Task Chains — multi-step pipelines
run_task("Fix the race condition in src/queue.zig", preset="reviewer_fixer")
Built-in presets chain agents together automatically:
| Preset | Pipeline |
|--------|---------|
| finder_fixer | find the issue → fix it |
| reviewer_fixer | review → fix reported issues |
| explore_report | deep exploration → structured report |
| architect_build | design → implement |
Review-Fix Loops — iterate until clean
review_fix_loop("Check for memory leaks", max_iterations=3)
Runs reviewer → fixer → reviewer again, until the reviewer says NO_ISSUES_FOUND or hits the iteration cap.
Single Agents with Role + Model Routing
run_agent("Explain the PPR algorithm", role="explorer", mode="deep")
Each agent gets the right model automatically:
| Role | Model | Does |
|------|-------|------|
| finder | Sonnet | Search and locate |
| reviewer | Sonnet | Review for correctness |
| fixer | Sonnet | Apply fixes (writable) |
| explorer | Sonnet | Deep codebase exploration |
| architect | Opus | System design decisions |
| orchestrator | Opus | Decomposes swarm tasks |
| synthesizer | Sonnet | Combines agent outputs |
| monitor | Haiku | Lightweight checks |
| Mode | Use when |
|------|---------|
| smart | Most tasks |
| rush | Quick answers |
| deep | Hard problems, architecture |
| free | Minimize cost |
🔧 Full Tool List (37 tools)
Agents
run_agent · run_swarm · run_task · review_fix_loop · run_reviewer · run_explorer · run_zig_infra
Planning
decompose_feature · get_project_state · get_next_task · prioritize_issues
Issues
create_issue · update_issue · close_issue · get_issue · create_issues_batch · close_issues_batch · link_issues
Git
create_branch · get_current_branch · commit_with_context · push_branch · recently_changed · git_history_for
Pull Requests
create_pr · get_pr_status · list_open_prs · merge_pr · get_pr_diff · review_pr_impact
Code Intelligence
blast_radius · relevant_context · symbol_at · find_callers · find_callees · find_dependents
Repo
set_repo
⚙️ How It Works
DevSwarm is a provider-agnostic runtime. When you call run_agent, it:
- Resolves — picks backend (Claude or Codex), model tier, system prompt, and tool preamble based on role + mode + what's available on your PATH
- Dispatches — spawns the agent on the right backend, falls back automatically if one isn't available
- Returns — streams output back through MCP
System prompts are assembled dynamically from agency rules, role instructions, mode guidance, and auto-detected tool availability (zig tools → ripgrep → grep). No hardcoded prompts.
Telemetry
devswarm collects anonymous usage telemetry to help improve the project. This is enabled by default.
What's collected
- Agent roles used (e.g. "finder", "reviewer", "fixer")

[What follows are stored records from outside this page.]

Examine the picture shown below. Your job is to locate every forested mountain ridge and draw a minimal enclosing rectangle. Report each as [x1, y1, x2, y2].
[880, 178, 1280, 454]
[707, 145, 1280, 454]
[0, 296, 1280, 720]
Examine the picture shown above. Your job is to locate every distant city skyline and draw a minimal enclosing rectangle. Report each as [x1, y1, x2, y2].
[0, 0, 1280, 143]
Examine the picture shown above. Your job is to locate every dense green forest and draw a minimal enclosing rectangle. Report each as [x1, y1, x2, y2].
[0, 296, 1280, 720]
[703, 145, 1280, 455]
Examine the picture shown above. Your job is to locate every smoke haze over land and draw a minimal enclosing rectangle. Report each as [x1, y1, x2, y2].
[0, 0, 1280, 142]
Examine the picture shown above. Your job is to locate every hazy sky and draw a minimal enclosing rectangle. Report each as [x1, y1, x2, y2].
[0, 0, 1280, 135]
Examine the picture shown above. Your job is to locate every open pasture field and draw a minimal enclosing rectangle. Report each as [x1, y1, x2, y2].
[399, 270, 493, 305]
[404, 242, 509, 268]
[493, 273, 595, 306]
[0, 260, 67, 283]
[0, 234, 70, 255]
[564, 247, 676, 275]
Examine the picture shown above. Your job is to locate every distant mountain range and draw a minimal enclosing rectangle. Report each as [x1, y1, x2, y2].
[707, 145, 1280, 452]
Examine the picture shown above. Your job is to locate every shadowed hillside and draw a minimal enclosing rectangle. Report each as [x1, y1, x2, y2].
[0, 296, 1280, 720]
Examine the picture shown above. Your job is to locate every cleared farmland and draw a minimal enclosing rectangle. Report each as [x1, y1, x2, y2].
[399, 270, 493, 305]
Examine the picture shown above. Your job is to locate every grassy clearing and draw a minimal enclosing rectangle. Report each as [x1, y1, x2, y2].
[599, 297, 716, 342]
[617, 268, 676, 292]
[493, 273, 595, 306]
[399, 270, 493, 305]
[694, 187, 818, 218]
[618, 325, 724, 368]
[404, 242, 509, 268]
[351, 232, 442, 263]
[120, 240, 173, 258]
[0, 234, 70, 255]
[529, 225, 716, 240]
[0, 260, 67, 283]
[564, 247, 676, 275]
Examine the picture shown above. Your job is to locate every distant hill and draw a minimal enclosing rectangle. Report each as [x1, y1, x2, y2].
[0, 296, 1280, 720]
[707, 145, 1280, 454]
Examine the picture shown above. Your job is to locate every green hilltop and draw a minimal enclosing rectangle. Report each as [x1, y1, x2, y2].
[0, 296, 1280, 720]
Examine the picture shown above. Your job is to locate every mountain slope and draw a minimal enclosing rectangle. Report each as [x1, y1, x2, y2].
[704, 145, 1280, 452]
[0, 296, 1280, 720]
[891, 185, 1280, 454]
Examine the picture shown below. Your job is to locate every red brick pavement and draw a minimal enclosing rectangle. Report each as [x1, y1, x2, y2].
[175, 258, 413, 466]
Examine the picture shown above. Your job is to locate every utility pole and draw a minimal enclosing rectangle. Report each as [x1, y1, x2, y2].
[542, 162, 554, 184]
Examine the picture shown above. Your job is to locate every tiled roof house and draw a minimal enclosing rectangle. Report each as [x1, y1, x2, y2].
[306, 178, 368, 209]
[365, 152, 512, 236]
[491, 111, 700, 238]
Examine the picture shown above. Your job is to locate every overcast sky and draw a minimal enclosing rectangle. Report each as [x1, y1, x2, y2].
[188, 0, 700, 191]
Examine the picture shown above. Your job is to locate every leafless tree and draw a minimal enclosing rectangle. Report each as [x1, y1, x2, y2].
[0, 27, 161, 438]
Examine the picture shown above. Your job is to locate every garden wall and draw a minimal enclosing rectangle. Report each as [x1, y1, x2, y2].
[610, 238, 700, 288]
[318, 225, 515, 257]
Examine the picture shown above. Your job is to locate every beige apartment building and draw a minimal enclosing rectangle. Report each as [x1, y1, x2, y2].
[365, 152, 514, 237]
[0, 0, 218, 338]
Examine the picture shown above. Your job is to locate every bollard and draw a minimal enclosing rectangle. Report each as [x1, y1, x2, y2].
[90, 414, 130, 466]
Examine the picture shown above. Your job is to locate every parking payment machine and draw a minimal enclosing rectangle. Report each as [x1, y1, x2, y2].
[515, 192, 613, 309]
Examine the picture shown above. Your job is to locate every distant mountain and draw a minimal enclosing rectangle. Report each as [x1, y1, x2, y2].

- Model names (e.g. "claude-sonnet-4-6")
- Token counts (input/output per worker)
- Wall time and estimated cost
- Worker count and parallelism metrics
What's NEVER collected
- Your code, file contents, or diffs
- Prompts, task descriptions, or agent outputs
- Repository names, file paths, or branch names
- Any personally identifiable information
How to opt out
Edit .devswarm/config.toml:
[telemetry]
enabled = false
Or set the environment variable:
export DEVSWARM_TELEMETRY=false
You can opt out at any time. The telemetry preference is set during onboarding and stored in .devswarm/config.toml.
Contributing
Contributions are welcome. See CONTRIBUTING.md for guidelines before opening a PR.